La baisse du rouble est tellement rapide que le Gouvernement des Soviets tire de moins en moins de profits de ces émissions de papier. C’est ainsi qu’en 1922, la quantité des roubles en circulation a augmenté de cent vingt fois, tandis que le pouvoir d’achat du rouble a baissé de cent fois.

Telles sont les trois sources où l’Etat soviétique a puisé pour prolonger jusqu’à maintenant son existence. A l’heure actuelle, elles sont presque entièrement taries : les stocks anciens de marchandises sont épuisés, les réserves d’or dilapidées, le pouvoir d’achat du rouble approche de zéro.

Dans ces conditions, il ne reste au Pouvoir bolchévique que les ressources que peuvent lui fournir les impôts : d’un côté, l’impôt en nature sur les paysans et de l’autre l’impôt en argent. Cela ne représente pas, pour une année de bonne récolte, plus de 400 millions de roubles or, somme manifestement insuffisante pour couvrir les dépenses de l’Etat bolchevique, puisque le seul entretien de l’armée rouge exige environ 300 millions de roubles.

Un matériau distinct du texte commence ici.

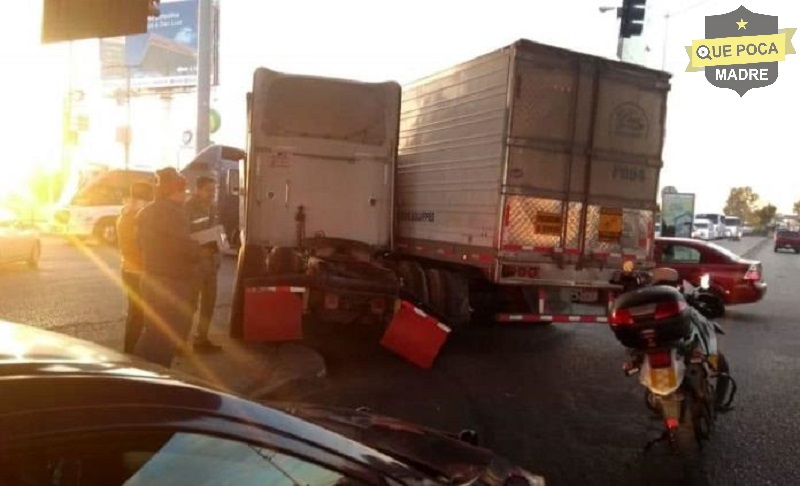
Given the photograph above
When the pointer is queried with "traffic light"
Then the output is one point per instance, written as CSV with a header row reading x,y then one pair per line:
x,y
632,18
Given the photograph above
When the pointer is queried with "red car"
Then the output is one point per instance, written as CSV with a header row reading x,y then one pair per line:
x,y
735,279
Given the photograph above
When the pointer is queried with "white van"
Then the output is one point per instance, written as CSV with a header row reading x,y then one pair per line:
x,y
717,224
91,209
702,229
733,227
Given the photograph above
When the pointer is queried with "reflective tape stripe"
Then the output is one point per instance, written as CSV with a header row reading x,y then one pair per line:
x,y
550,318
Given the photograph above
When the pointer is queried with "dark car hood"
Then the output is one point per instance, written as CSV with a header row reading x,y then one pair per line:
x,y
417,446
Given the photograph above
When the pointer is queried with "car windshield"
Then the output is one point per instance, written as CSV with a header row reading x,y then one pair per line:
x,y
721,249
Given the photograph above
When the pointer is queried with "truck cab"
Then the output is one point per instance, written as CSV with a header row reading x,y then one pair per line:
x,y
318,197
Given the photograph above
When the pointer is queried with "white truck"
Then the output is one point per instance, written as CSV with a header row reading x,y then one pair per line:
x,y
510,186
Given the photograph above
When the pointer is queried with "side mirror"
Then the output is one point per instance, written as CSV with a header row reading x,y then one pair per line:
x,y
232,182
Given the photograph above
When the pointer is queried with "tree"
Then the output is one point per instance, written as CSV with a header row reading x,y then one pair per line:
x,y
741,202
766,214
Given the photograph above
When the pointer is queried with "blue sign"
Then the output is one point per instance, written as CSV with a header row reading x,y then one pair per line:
x,y
166,56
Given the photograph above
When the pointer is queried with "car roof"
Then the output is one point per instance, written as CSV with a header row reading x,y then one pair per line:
x,y
50,373
706,246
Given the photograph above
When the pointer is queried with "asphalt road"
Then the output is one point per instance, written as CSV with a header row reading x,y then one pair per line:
x,y
77,291
552,398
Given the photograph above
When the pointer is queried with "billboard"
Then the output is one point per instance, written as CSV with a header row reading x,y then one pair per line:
x,y
164,57
677,214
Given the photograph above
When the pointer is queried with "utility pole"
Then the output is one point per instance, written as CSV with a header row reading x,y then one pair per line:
x,y
204,32
127,116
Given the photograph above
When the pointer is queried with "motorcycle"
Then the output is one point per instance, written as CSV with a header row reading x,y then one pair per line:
x,y
673,351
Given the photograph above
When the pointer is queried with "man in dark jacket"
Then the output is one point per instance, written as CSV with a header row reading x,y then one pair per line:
x,y
170,261
141,195
201,211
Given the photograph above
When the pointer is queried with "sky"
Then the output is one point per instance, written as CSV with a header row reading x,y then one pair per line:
x,y
715,138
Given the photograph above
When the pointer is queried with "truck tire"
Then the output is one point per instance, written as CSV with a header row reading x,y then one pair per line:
x,y
449,296
459,311
437,290
414,280
283,260
106,231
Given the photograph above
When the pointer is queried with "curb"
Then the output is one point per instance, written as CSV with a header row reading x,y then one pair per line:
x,y
756,248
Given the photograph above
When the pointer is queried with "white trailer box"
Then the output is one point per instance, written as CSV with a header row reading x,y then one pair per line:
x,y
321,158
535,164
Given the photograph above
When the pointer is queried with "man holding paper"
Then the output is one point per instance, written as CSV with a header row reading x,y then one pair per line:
x,y
206,231
170,259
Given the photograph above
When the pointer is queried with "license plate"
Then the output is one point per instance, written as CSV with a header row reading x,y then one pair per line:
x,y
663,378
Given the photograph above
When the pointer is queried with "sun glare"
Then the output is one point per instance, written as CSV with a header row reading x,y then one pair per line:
x,y
31,94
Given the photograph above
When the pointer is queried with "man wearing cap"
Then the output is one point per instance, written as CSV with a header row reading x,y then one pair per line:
x,y
141,194
170,260
202,215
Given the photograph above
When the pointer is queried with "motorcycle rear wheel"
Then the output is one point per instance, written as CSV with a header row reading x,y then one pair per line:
x,y
685,439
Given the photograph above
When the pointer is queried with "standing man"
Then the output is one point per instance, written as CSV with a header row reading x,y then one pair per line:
x,y
170,261
202,215
141,195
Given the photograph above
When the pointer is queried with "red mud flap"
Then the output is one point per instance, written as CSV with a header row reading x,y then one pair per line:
x,y
273,314
415,335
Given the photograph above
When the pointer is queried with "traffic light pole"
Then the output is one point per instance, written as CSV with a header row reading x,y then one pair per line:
x,y
204,32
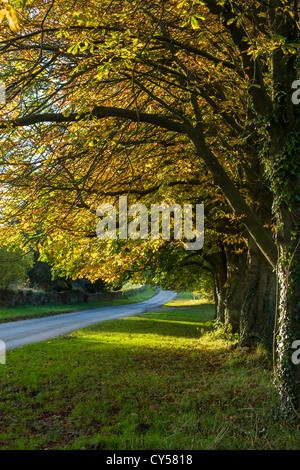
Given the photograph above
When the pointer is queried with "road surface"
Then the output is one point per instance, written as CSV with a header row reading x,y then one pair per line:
x,y
19,333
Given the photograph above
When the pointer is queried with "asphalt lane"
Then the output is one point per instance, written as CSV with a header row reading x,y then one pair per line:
x,y
19,333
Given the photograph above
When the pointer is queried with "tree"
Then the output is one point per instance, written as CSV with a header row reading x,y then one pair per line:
x,y
14,264
213,76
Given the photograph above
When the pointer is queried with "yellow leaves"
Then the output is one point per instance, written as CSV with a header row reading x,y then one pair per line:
x,y
11,15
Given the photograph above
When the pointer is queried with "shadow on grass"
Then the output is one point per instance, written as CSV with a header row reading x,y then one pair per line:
x,y
181,323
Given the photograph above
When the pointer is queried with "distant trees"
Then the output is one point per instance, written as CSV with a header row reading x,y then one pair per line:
x,y
14,265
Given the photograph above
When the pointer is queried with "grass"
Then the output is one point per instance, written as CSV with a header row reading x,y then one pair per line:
x,y
24,312
161,381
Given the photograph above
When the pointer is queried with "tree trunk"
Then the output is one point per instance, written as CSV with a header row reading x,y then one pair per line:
x,y
259,304
220,278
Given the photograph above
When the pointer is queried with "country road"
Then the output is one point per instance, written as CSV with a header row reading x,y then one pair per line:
x,y
19,333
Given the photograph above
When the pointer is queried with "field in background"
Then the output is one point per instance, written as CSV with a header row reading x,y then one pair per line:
x,y
23,312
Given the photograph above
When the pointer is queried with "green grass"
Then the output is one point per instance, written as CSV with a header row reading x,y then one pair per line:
x,y
158,381
24,312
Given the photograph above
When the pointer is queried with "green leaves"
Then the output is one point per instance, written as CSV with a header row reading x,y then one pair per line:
x,y
11,15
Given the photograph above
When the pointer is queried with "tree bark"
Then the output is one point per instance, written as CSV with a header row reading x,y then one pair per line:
x,y
287,371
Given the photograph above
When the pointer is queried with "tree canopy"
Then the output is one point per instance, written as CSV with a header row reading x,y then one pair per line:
x,y
168,101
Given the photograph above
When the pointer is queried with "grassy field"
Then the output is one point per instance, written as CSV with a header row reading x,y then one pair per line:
x,y
24,312
161,381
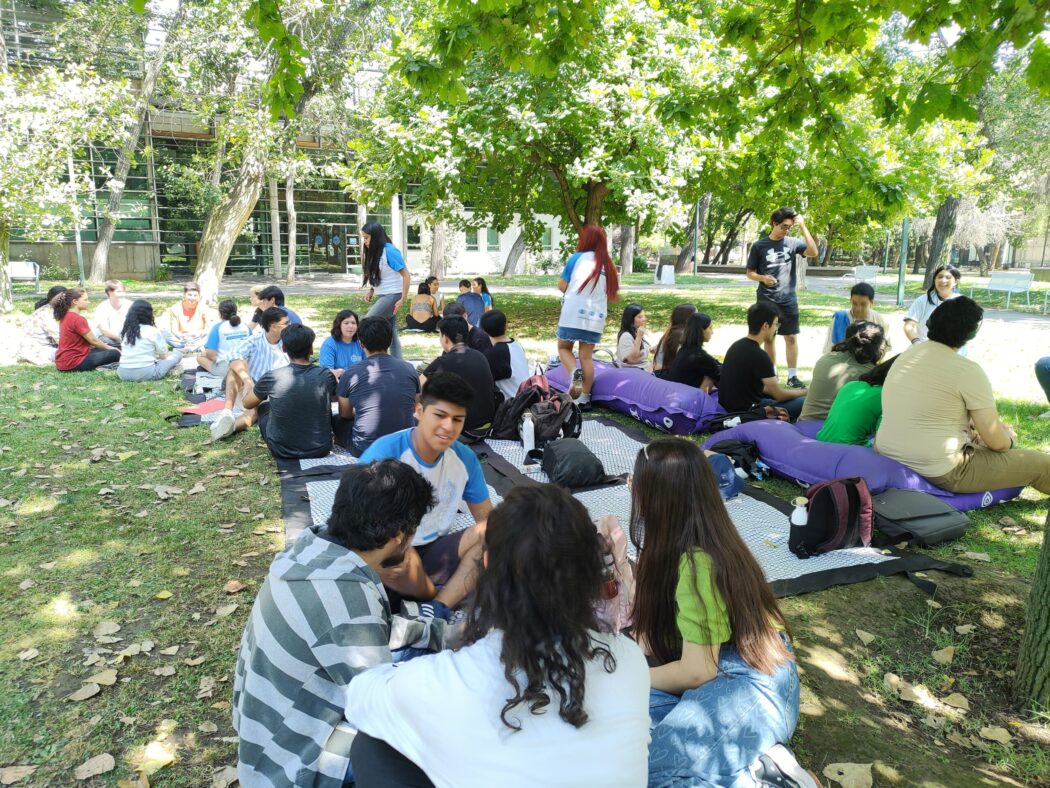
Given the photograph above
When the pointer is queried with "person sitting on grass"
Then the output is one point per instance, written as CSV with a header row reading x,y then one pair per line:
x,y
473,367
668,346
725,682
341,348
294,401
109,315
79,349
251,359
862,349
474,304
693,365
377,396
40,332
319,621
939,414
476,336
861,298
548,698
144,350
857,409
506,359
438,557
223,338
749,378
274,296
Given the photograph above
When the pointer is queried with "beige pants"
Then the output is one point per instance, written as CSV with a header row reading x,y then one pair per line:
x,y
984,469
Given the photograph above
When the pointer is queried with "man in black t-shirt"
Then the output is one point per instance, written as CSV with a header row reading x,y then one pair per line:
x,y
473,367
297,421
748,375
771,263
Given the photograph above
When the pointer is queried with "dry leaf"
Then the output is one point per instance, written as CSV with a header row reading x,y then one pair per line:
x,y
88,690
849,775
1002,735
105,627
11,774
945,656
106,678
957,700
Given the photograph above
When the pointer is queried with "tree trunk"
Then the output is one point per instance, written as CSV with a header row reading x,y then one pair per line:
x,y
940,242
293,221
438,240
225,223
275,227
107,223
686,255
626,249
1032,682
510,267
6,295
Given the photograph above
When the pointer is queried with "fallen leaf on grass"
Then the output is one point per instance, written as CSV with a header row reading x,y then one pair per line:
x,y
994,733
865,638
88,690
945,656
11,774
849,775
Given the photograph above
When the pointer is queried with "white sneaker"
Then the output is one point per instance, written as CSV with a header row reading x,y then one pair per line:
x,y
223,426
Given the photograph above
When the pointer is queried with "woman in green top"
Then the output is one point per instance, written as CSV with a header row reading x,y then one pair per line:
x,y
857,410
725,688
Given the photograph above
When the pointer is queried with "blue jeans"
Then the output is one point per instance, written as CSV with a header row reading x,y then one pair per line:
x,y
710,735
1043,374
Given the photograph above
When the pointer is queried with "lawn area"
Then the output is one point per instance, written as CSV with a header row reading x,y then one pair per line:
x,y
111,517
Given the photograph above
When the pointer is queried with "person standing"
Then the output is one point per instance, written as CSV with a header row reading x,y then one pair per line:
x,y
386,277
772,264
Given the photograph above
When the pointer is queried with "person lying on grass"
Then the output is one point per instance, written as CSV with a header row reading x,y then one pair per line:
x,y
538,696
319,620
438,557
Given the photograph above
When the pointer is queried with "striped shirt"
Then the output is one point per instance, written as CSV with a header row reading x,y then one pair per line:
x,y
320,618
258,353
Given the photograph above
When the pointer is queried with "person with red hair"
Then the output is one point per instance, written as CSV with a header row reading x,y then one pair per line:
x,y
589,283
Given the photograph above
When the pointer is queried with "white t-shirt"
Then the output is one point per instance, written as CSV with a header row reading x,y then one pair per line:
x,y
147,349
442,711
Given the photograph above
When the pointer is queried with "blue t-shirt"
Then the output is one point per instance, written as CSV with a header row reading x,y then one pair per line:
x,y
339,355
456,477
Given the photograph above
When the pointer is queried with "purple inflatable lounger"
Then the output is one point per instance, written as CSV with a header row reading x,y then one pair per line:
x,y
792,451
669,407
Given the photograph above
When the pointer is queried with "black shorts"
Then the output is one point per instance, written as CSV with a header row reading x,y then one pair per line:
x,y
789,316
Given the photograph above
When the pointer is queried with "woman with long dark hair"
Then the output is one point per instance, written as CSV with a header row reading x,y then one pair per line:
x,y
589,283
945,282
341,349
386,277
725,684
668,346
537,695
632,348
79,349
144,349
693,365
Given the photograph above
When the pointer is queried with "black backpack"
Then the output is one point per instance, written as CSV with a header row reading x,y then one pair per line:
x,y
840,517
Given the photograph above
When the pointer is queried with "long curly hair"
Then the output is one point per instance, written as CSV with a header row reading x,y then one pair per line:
x,y
540,587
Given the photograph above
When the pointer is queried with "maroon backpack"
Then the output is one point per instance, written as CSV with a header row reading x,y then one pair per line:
x,y
840,516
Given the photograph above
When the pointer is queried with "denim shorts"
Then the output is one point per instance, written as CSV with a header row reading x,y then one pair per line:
x,y
579,335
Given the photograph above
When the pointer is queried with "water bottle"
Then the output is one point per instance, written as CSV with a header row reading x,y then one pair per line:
x,y
528,433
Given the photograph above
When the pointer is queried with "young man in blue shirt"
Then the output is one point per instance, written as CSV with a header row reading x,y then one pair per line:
x,y
439,558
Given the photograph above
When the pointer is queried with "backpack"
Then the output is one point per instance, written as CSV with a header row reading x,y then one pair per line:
x,y
554,414
840,517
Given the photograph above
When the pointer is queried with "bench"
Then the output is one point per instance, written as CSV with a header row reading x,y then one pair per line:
x,y
1010,283
25,270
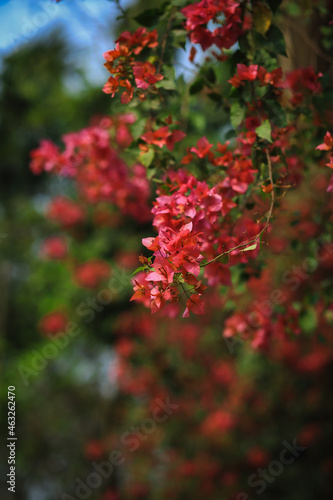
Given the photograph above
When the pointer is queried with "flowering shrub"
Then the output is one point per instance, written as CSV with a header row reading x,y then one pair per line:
x,y
237,231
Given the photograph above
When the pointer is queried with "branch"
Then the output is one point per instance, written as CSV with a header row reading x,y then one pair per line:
x,y
269,216
165,37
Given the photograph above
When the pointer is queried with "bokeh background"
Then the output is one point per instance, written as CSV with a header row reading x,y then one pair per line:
x,y
234,408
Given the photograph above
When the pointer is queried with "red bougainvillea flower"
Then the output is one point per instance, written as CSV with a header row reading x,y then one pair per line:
x,y
198,16
327,145
203,148
65,211
163,137
53,323
139,39
101,174
145,74
125,71
54,248
92,273
253,72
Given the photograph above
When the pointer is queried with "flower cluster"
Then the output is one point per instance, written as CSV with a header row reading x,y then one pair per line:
x,y
327,145
101,175
226,13
254,71
191,222
125,71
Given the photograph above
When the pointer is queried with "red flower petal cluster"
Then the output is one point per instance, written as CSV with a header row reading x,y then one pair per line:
x,y
253,72
188,218
100,173
125,71
327,145
225,12
163,137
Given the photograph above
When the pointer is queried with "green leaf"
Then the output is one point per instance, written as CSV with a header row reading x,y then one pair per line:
x,y
237,113
308,320
147,158
166,84
276,113
141,268
264,131
196,86
276,42
137,128
262,18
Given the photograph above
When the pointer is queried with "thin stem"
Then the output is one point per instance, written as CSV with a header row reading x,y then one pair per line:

Le Gouvernement des Soviets est ainsi acculé à une banqueroute financière inévitable que les diamants de la Couronne n’arrêteront pas. Cette banqueroute provient du défaut de toute concordance entre les ressources que le Gouvernement peut tirer de la population et les besoins qu’il essaie de prendre à sa charge. Le Gouvernement des Soviets n’est pas en état de satisfaire aux besoins les plus élémentaires de l’industrie et des transports. Les moyens lui manquent même pour entretenir les 3 millions de personnes qui continuent encore à rester à la charge du budget soviétique. Cette banqueroute financière a comme résultat une crise aiguë dans l’industrie et dans les transports, qui provoque la fermeture des fabriques et des usines et l’arrêt de circulation sur des tronçons du réseau ferré, des retards considérables dans le paiement des appointements aux fonctionnaires et des salaires aux ouvriers de l’industrie nationale.